Organizational economics is a branch of economics that studies the transactions that occur within individual firms, as opposed to transactions that occur within the greater marketplace.1 Organizational economics suggests that economic factors are important determinants of the structure and behavior of organizations.
We call this the theory of the firm. The theory of the firm consists of a number of economic theories that describe, explain, and predict the nature of a firm or corporation, including its existence, structure and relationship in the market.2 The theory of the firm aims to answer these questions: why do firms emerge? Why are firms structured in the way that they are? What drives different actions and performances of firms?3
Before the First World War, economic analysis covered industries and the overall market. Ownership of a typical American corporation is spread over a large number of shareholders, leaving control in the hands of managers who own little equity themselves.4 A study of how and why managers and executives manage the way that they do was important to understand the actions and future actions of a firm. In organizational economics, we try to understand the nature of organizations by studying three main ideas: (1) agency theory, (2) transaction costs and (3) and property rights.

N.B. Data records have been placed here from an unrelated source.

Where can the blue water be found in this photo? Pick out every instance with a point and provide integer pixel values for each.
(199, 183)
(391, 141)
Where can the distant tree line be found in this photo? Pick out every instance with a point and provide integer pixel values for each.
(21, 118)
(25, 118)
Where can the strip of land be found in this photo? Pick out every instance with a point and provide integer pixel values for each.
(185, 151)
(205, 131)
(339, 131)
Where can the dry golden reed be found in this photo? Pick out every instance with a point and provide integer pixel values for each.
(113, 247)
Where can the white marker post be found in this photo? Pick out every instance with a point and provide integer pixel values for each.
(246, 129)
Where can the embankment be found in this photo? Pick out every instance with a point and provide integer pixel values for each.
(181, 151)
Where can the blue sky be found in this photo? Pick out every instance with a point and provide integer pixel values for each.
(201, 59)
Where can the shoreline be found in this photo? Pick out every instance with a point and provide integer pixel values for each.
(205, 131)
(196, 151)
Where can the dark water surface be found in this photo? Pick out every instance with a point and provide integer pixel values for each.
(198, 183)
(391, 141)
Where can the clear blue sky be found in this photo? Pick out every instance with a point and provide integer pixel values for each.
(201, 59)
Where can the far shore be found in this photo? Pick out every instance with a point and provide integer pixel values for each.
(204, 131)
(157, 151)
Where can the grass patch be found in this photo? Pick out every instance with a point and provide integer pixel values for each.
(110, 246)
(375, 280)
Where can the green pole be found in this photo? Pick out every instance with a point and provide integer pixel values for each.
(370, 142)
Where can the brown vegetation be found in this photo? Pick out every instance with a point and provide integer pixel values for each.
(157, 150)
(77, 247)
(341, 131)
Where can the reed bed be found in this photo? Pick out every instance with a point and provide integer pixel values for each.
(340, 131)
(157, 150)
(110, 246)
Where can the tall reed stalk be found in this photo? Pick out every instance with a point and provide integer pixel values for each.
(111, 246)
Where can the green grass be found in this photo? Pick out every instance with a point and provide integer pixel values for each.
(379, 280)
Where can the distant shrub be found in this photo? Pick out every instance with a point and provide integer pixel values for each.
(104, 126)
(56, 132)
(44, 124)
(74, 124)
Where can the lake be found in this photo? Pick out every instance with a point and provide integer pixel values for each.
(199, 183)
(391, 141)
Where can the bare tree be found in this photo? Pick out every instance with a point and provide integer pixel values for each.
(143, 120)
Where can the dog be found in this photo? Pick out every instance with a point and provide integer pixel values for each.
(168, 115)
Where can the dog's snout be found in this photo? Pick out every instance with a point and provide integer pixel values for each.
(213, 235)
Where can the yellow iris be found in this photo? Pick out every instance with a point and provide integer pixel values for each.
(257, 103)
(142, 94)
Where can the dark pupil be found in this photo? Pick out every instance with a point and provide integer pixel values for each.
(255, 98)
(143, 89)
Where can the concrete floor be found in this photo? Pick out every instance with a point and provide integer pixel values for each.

In organizational economics, we develop ideas about how a firm should be organized, how interactions within the firm should be governed, how reward systems should be designed, and how management decisions affect risk. These ideas are developed by looking at the interactions within the firm, and how internal and external factors define or influence these interactions. The key take away is that a firm's structure and behaviour cannot be designed by management as if the firm existed in a vacuum. We have to understand that the environment in which an organization conducts its affairs influences the way the organization is organized, and how managers and employees in the firm behave.
Courses in organizational economics are usually taught at the graduate or doctoral level.
1. "Organizational Economics." Retrieved from: http://www.investopedia.com/terms/o/organizational-economics.asp.
2. Kantarelis, D. (2007). Theories of the Firm. Geneve: Inderscience.
3. Berle, A. A. and Means, G. C. (1933). The Modern Corporation and Private Property. New York: Macmillan.